Alexalee · 19/06/2019 15:51

As others have said prices generally always go up in the long term.. personally I have seen prices in south London fall about 10% over the last 3 years or so... cant see them falling much more than that, but also cant see them flying up again any time soon unless the government get involved with another stupid scheme
If you can buy for pre help to buy prices then you wont lose money... so 2012 or early 2013 prices
My area went up about 40% or 100k during 2014... also due to the stamp duty change
No one can ever time buying 100% perfectly and as long as it's a 5 year plus house I dont think buying can be a bad idea

TiddleTaddleTat · 19/06/2019 16:57

Actually now I think of it, we bought our flat in 2014 and sold in 2018 with all the fears about Brexit etc., still sold for 20% more than we bought it.

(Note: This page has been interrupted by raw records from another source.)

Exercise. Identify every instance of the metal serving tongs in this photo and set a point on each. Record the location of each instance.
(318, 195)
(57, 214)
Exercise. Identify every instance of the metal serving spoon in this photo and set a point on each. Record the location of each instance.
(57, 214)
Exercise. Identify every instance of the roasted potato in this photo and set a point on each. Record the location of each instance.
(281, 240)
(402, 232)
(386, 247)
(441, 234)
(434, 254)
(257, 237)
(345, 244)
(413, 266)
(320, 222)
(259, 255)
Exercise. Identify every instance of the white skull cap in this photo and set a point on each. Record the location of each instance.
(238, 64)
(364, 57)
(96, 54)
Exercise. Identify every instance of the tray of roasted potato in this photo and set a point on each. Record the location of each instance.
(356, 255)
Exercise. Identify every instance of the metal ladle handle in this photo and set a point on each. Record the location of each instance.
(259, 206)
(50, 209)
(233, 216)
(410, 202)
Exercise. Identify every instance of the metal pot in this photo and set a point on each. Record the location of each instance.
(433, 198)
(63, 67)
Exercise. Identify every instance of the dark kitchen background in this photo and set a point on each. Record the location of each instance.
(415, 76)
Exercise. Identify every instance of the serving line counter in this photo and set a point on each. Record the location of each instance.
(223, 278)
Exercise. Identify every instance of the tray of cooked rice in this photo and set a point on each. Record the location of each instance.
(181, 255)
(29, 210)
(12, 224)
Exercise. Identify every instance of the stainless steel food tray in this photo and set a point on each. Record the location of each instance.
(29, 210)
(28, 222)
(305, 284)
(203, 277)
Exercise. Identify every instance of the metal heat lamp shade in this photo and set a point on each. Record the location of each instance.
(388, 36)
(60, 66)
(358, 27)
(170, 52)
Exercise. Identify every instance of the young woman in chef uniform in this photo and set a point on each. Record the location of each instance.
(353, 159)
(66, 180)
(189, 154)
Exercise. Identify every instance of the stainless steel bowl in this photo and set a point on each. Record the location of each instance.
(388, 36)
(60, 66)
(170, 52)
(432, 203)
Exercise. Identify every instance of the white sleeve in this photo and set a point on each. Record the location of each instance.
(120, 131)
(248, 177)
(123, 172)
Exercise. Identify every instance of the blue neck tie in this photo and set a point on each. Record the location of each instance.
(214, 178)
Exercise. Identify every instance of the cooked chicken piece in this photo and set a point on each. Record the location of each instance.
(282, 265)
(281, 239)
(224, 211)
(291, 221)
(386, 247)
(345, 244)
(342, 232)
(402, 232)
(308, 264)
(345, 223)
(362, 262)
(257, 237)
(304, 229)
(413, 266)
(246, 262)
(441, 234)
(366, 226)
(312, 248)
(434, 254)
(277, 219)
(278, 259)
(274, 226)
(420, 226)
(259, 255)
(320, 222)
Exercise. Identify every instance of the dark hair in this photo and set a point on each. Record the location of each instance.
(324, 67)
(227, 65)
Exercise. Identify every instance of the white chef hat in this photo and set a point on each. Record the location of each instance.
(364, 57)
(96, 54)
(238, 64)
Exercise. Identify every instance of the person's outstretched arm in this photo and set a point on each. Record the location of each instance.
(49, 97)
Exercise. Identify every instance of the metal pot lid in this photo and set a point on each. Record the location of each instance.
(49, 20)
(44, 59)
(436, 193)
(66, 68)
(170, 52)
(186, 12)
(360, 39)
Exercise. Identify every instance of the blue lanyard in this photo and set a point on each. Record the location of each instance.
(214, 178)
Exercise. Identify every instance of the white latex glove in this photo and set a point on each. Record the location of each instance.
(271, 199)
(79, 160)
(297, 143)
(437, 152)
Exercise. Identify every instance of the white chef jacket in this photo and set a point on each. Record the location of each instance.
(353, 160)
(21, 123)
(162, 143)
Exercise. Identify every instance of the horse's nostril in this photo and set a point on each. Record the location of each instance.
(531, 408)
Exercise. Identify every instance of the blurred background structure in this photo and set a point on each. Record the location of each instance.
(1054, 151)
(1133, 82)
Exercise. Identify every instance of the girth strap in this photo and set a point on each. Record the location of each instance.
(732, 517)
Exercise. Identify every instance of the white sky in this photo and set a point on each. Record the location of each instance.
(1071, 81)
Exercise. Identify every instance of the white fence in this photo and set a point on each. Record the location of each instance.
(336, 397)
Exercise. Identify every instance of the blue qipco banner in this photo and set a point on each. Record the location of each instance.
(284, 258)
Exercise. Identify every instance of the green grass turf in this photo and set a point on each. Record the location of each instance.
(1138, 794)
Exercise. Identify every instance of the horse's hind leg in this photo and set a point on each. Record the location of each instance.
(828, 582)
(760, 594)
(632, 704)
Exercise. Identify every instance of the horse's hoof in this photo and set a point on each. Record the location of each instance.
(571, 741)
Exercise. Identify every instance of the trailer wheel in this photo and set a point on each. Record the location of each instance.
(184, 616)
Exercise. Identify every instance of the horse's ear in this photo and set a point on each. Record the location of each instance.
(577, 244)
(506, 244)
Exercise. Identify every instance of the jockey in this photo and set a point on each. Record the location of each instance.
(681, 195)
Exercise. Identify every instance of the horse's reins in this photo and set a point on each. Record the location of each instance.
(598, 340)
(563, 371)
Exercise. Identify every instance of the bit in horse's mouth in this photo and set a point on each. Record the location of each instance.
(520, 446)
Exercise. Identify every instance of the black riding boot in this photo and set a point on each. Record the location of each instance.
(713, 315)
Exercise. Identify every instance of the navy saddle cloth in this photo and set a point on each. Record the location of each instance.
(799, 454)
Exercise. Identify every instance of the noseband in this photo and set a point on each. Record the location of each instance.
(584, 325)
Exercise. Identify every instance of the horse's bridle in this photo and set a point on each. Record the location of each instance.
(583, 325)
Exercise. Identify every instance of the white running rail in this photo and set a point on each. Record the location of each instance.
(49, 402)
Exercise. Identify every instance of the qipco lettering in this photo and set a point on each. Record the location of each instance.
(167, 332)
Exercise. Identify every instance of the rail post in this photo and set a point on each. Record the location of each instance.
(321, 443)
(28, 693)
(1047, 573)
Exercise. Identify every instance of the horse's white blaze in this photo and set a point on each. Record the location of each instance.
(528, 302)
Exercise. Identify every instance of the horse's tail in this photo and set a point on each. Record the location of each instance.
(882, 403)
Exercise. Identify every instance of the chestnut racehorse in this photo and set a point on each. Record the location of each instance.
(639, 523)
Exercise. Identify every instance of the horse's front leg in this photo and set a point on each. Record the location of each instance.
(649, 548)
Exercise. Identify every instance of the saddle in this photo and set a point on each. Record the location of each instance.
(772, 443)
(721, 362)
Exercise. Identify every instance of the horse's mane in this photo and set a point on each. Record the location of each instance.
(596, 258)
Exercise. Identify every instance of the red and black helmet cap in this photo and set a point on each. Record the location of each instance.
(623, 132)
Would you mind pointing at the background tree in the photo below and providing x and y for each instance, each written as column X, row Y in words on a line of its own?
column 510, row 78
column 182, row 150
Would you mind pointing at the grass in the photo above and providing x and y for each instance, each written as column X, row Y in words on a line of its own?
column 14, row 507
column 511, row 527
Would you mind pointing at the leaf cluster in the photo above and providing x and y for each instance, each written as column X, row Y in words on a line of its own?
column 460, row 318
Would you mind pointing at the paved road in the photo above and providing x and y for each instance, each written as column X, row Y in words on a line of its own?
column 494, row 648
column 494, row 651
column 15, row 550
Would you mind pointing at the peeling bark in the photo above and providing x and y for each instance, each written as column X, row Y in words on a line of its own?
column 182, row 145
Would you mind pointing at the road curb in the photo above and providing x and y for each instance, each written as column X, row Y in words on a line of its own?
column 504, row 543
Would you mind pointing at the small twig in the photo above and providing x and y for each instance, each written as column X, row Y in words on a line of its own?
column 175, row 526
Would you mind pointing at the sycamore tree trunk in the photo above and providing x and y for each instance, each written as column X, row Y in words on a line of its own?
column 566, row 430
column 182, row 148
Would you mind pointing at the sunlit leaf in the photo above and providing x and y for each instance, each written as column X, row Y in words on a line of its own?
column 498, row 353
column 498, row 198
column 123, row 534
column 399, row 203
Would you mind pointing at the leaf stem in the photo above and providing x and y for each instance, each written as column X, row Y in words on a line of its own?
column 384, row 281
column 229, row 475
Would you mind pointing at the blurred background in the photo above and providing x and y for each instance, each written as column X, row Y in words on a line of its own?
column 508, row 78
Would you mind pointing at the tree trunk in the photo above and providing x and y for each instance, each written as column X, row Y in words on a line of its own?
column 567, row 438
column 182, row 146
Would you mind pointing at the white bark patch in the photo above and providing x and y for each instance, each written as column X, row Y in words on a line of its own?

NotSuchASmugMarriedNow1 · 19/06/2019 17:06

Every month you pay rent, that's a payment that could have gone on your mortgage.

Alexalee · 19/06/2019 17:36

Look at it another way let's say a house is worth 350k and rents for 1500pcm

You get a 320k mortgage and use a 10% deposit... 5 year fix costs 1400pcm

So after 5 years with no increases in rent you are already 6k better off

But you have also paid money off the principle mortgage sum to the tune of 50k

So you would be 56k better off

user1471504234 · 19/06/2019 20:51

If anyone knew for sure what the property market was going to do, we could all be millionaires.
People will always need to buy and sell houses. I was in exactly the same dilemma as you until I decided to bite the bullet recently. Make the most of your chain-free position, in a lot of areas it seems to be a buyers market. If you find a good property (which will appeal to various people), you should be able to sell in future hopefully without making a loss. A friend who works in the city told me it’s possibly a bad short-term investment (2-3 years) but good if you are looking at staying 10+ years.